Failed military coup to lead to executive presidency

  • 22 Jul 2016 15:13

Article written by Junior Analyst, Laurence Clare published 22/07/16


Failed military coup to lead to executive presidency

In the wake of a failed coup attempt by factions within the Turkish military on 15 July, the security situation across Turkey has stabilised as the Justice and Development Party (AKP) government asserts its power over state institutions. In response to the attempted overthrow of the elected government by a substantial faction within the army, President Recep Tayyip Erdogan has ordered the arrest or suspension of some 60,000 alleged plotters, primarily members of the armed forces, judiciary, security services, civil servants and teachers. Foreign governments have voiced their concern about the implications for Turkish democracy and human rights as the purge gathers pace, not least with Erdogan pledging to re-introduce the death penalty, which would bar the path to EU membership. Even if President Erdogan eventually chooses to rein back the witch hunt, it will only be after he has established the long-sought executive presidency, institutionalising the political system as an electoral dictatorship.

At least 265 people were killed during the military coup, which began late on Friday 15 July. Around 161 of those killed are thought to have been civilians shot by soldiers, with the remainder troops and police officers who fought one another at key sites in Ankara, Istanbul and Izmir. The speed and coordinated nature of the attempted putsch was indicative of a well-planned operation, apparently organised by mid-ranking officers within the air force and gendarmerie. Military units, including tanks and armed ground forces, quickly established control over key transport hubs and critical infrastructure, closing both major bridges in Istanbul and blocking access to the country’s major airports.

At the same time, commandos launched a raid on the hotel in Marmaris at which Erdogan was on holiday, only to narrowly miss the president, who had been moved to another hotel as a precaution after suspicious troop movements in Istanbul. The events of the dramatic evening appear to have turned on the decision of a fighter squadron that had the presidential jet locked on its targeting system, only to hold fire upon being told on the radio that the aircraft was a Turkish Airlines flight. In practice, the coup had failed as soon as President Erdogan appeared on television via a reporter’s smartphone, calling on the people to take to the streets. Encouraged by mosques, massive crowds promptly overwhelmed the soldiers, allowing police to arrest those responsible and restore government control. 

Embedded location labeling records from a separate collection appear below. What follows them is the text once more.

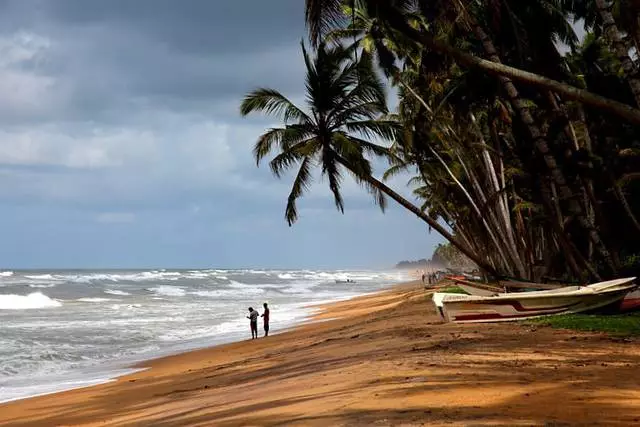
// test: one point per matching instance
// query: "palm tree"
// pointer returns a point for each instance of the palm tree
(325, 15)
(346, 106)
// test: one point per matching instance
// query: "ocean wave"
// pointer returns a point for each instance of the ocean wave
(129, 306)
(24, 302)
(42, 277)
(116, 292)
(169, 291)
(94, 299)
(130, 277)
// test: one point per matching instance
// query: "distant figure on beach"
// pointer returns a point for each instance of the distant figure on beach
(265, 315)
(253, 322)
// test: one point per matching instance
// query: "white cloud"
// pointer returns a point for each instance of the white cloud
(115, 217)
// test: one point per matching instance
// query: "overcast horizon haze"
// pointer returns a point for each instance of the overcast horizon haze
(122, 146)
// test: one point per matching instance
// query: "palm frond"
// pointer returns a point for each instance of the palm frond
(272, 102)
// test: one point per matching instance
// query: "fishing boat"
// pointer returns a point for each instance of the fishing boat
(631, 301)
(524, 305)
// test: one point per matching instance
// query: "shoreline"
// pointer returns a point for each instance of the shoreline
(112, 370)
(380, 358)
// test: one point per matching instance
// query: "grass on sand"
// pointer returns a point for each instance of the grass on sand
(617, 324)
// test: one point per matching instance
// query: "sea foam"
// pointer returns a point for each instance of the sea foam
(24, 302)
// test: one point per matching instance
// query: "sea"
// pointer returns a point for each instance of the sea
(63, 329)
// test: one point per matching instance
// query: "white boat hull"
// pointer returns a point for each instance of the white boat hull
(631, 301)
(525, 305)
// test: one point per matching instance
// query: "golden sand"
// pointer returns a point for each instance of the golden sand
(383, 359)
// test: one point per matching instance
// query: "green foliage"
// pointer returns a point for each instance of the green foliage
(346, 104)
(534, 180)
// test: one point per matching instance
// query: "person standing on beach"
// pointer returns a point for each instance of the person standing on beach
(265, 315)
(253, 322)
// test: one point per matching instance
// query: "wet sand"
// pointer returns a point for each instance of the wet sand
(383, 359)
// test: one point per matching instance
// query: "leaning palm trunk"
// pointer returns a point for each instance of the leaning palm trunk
(543, 148)
(420, 214)
(497, 68)
(616, 39)
(473, 204)
(317, 11)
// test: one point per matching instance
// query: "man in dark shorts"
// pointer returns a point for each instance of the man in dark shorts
(265, 315)
(253, 322)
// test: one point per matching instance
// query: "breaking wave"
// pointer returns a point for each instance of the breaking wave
(25, 302)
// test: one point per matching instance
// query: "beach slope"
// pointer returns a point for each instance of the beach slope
(383, 359)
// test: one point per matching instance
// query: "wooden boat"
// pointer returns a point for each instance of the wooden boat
(524, 305)
(479, 289)
(631, 301)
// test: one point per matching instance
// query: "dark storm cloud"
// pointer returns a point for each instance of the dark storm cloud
(111, 58)
(192, 26)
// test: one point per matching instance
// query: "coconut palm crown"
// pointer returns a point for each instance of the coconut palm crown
(345, 111)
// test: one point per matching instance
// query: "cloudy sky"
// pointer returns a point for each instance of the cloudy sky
(121, 144)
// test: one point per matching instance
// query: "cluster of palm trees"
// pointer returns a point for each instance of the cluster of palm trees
(523, 141)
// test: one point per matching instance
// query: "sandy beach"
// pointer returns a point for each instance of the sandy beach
(382, 359)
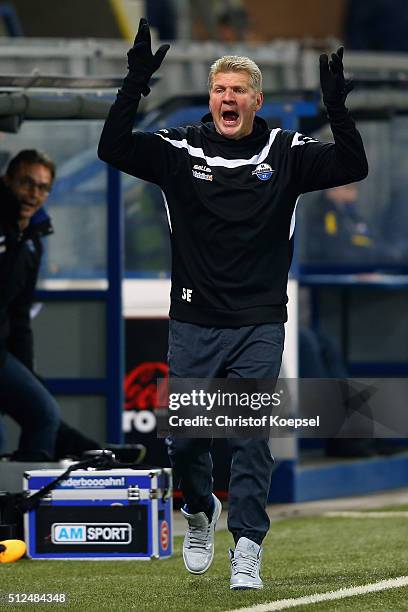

The AKP government blames the coup on the followers of Fethullah Gulen, a US-based religious teacher who heads a massive network of charter schools. Once a critical ally of the AKP as it rose to power as Gulen’s followers were injected into the military after 2003 to dilute its secular identity, Erdogan fell out with the movement in recent years. Most of all, hostility emerged out of the corruption investigations of 2013, when Gulenists within the police and judiciary launched massive raids on senior figures in the AKP government, temporarily threatening the AKP’s dominance at the same time as the Gezi Park protest movement. In response to his network’s alleged involvement in the failed coup, Turkey has filed an extradition order for Gulen, who denies any involvement. Whether the US choses to grant the extradition request will depend on the standard of the evidence of his involvement, as presented to the US judicial system. Any delay will add to the perception in Turkey that Gulen works in close association with the US government to undermine the AKP. 

The coup attempt highlights the extreme disconnect between the Turkish army, with its history of secularism and military interventions, and the AKP government as it continues to deepen its ideological embrace of Islamist identity politics. The motivations driving the attempted overthrow are complex and multi-faceted, but military chiefs had recently expressed concerns over Erdogan’s desire to deploy soldiers to northern Syria outside of a NATO mandate. Without NATO backing, Turkish troops would have been exposed to Russian airstrikes, even as they intervened in a conflict on behalf of a Syrian rebellion that it is largely being fought by an array of Salafi-jihadist groups that are alien to the Turkish army’s secular history. With the army and judiciary as the only state institutions still capable of pushing back against the AKP government in the face of the weakness and division of the elected opposition, it has been fighting a rear-guard struggle to push back against increased involvement in Syria.